Release Date: July 14, 2025
Hosted By: Armstrong & Getty
Platform: iHeartPodcasts
The episode kicks off with a humorous exchange between hosts Jacob Goldstein and Joe Getty, centering around the annoyance of someone eating a peach in a particularly bothersome manner. This light-hearted banter sets the stage for the deeper discussions to follow.
Jacob introduces the main topic of the episode: misophonia—a condition characterized by an intense emotional reaction to specific sounds. He references a recent New York Times article titled "The Moist Mind Virus: Why We Hate Wet Sounds," which delves into the science behind common misophonia triggers like chewing noises and the word "moist."
Jacob Goldstein [06:10]: "Formally, it is now described as a disorder of decreased tolerance to specific sounds or their associated stimuli or cues. These cues, known as triggers, are experienced as unpleasant or distressing and tend to evoke strong negative emotional, physiological, and behavioral responses not seen in most other people."
The hosts share their personal encounters with misophonia, making the discussion relatable and engaging.
Jacob Goldstein recounts his first experience with misophonia at the age of 20, where a girlfriend's friend eating chips and cheese dip triggered an overwhelming rage.
Jacob Goldstein [07:06]: "It was just... I had this boiling rage that just started to grow. And even in myself, I was even like, why am I so mad? I mean, I want to kill. I could kill her with my bare hands to make her stop being doing that."
Joe Getty discusses his daughter's struggles with misophonia, highlighting the condition's impact on daily life.
Joe Getty [05:59]: "My daughter... she works very hard on it, otherwise it would screw up her life."
The conversation delves into the variety of triggers associated with misophonia and the consistent emotional responses they elicit.

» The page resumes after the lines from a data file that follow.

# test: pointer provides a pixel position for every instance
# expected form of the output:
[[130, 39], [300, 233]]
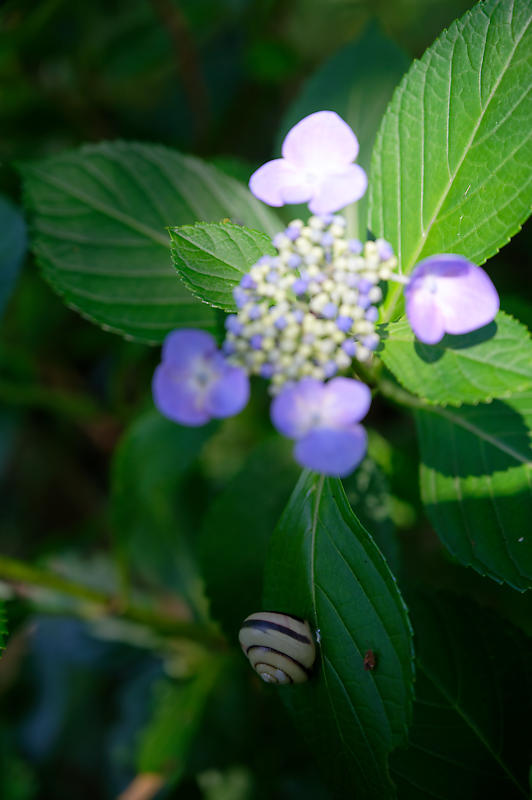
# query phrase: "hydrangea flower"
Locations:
[[312, 308], [448, 294], [322, 418], [194, 383], [316, 168]]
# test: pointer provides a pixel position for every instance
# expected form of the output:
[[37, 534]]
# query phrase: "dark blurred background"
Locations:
[[212, 77]]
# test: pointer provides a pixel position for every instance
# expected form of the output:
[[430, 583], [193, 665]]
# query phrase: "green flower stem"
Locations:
[[64, 404], [108, 604]]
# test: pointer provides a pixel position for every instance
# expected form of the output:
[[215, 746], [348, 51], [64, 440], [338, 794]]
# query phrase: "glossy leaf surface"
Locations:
[[325, 567], [494, 361], [212, 258]]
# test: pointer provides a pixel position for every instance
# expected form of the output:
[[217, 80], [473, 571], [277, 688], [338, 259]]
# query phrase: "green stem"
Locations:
[[108, 604], [65, 404]]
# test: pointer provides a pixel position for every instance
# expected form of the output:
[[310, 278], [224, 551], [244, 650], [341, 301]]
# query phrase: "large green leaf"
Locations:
[[99, 231], [357, 83], [495, 361], [147, 508], [12, 248], [475, 483], [473, 703], [234, 538], [368, 494], [325, 567], [451, 167], [3, 628], [212, 258]]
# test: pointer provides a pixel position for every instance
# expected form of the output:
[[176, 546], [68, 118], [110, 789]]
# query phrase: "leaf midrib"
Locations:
[[476, 127]]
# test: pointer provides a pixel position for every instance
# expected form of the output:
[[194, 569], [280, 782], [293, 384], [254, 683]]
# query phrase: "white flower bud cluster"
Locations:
[[312, 308]]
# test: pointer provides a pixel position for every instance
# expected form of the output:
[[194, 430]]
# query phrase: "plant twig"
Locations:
[[108, 604], [187, 60]]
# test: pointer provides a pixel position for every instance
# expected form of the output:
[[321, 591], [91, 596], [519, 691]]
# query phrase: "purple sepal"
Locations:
[[316, 167], [322, 418], [448, 294], [194, 383], [344, 324], [332, 452]]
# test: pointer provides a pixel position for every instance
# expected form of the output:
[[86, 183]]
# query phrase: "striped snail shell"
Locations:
[[279, 647]]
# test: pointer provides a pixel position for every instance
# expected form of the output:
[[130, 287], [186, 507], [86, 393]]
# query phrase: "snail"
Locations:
[[279, 647]]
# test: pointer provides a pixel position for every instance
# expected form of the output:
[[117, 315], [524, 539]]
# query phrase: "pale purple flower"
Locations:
[[194, 383], [322, 418], [449, 294], [316, 168]]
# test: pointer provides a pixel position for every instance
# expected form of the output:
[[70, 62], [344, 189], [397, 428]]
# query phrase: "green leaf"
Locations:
[[494, 361], [147, 517], [368, 494], [357, 83], [450, 172], [472, 705], [3, 626], [12, 248], [177, 714], [100, 215], [475, 484], [238, 525], [212, 258], [325, 567]]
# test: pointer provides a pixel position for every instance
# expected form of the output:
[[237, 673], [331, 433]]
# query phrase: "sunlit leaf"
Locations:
[[450, 171], [495, 361], [100, 215], [476, 477]]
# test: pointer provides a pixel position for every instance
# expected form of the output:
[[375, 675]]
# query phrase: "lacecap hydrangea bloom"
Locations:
[[306, 316]]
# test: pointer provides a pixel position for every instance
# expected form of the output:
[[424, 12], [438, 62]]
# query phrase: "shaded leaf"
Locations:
[[3, 626], [475, 483], [450, 171], [473, 703], [147, 517], [494, 361], [100, 215], [323, 566], [368, 494], [212, 258], [238, 525], [177, 713], [357, 82], [12, 248]]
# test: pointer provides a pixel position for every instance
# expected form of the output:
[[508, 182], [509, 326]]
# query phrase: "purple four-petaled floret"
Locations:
[[448, 294]]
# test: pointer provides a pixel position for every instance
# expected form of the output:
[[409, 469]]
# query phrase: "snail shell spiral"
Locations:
[[280, 647]]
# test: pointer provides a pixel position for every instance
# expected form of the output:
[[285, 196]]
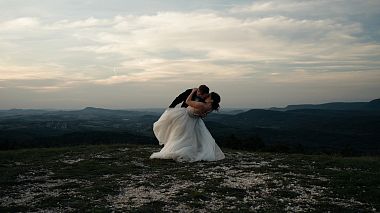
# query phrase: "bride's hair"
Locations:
[[215, 101]]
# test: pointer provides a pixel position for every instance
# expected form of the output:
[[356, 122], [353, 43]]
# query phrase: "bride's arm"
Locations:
[[195, 104]]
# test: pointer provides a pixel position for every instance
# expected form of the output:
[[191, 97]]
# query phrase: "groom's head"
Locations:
[[203, 91]]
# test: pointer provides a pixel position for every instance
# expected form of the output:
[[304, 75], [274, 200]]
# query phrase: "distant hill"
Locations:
[[372, 105], [331, 126]]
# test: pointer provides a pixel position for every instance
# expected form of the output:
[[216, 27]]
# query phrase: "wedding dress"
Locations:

Jacob emphasizes that chewing sounds are the most common triggers, citing a study where 83% of individuals with misophonia identified chewing as their earliest trigger.
Jacob Goldstein [09:19]: "In one study, 83% of people who identified as having misophonia reported chewing sounds as their earliest trigger."
They discuss other less common triggers, such as tapping, repetitive sounds, and even specific accents, showcasing the condition's diversity.
Jacob Goldstein [12:34]: "Southern accents. What?"
The hosts explore the broader psychological effects of misophonia, including feelings of panic and anxiety, and the anticipation of potentially embarrassing oneself when triggered in public.
Jacob Goldstein [16:57]: "The strong negative emotional response is more consistent. No matter which thing it is that sets you off, the reaction is very consistent... panic and anxiety... anticipation and whether they'll be able to handle the situation in public."
A significant portion of the discussion focuses on fostering empathy and understanding towards those with misophonia. The hosts highlight the importance of recognizing that misophonia is beyond simple annoyance and requires patience from others.
Joe Getty [17:03]: "Interesting how many human quirks have that same aspect to them, that we should be a little more patient with others. Make fewer assumptions about them being bad people."
The conversation transitions to how misophonia can influence social interactions and perceptions of others' behaviors, such as road rage or being disruptive in public spaces like movie theaters.
Jacob Goldstein [14:40]: "If everybody did this [react as misophonic individuals], the whole thing would fall apart, right?"
The episode wraps up by tying back to the initial peach-eating anecdote, reinforcing the central theme of misophonia and its pervasive impact on individuals' lives.
Joe Getty [17:26]: "I'm glad I'm not triggered by flip flop flops or hard C sounds, but anyway..."
This episode of Armstrong & Getty On Demand provides an insightful and empathetic exploration of misophonia, blending personal anecdotes with scientific insights to shed light on a condition that is often misunderstood.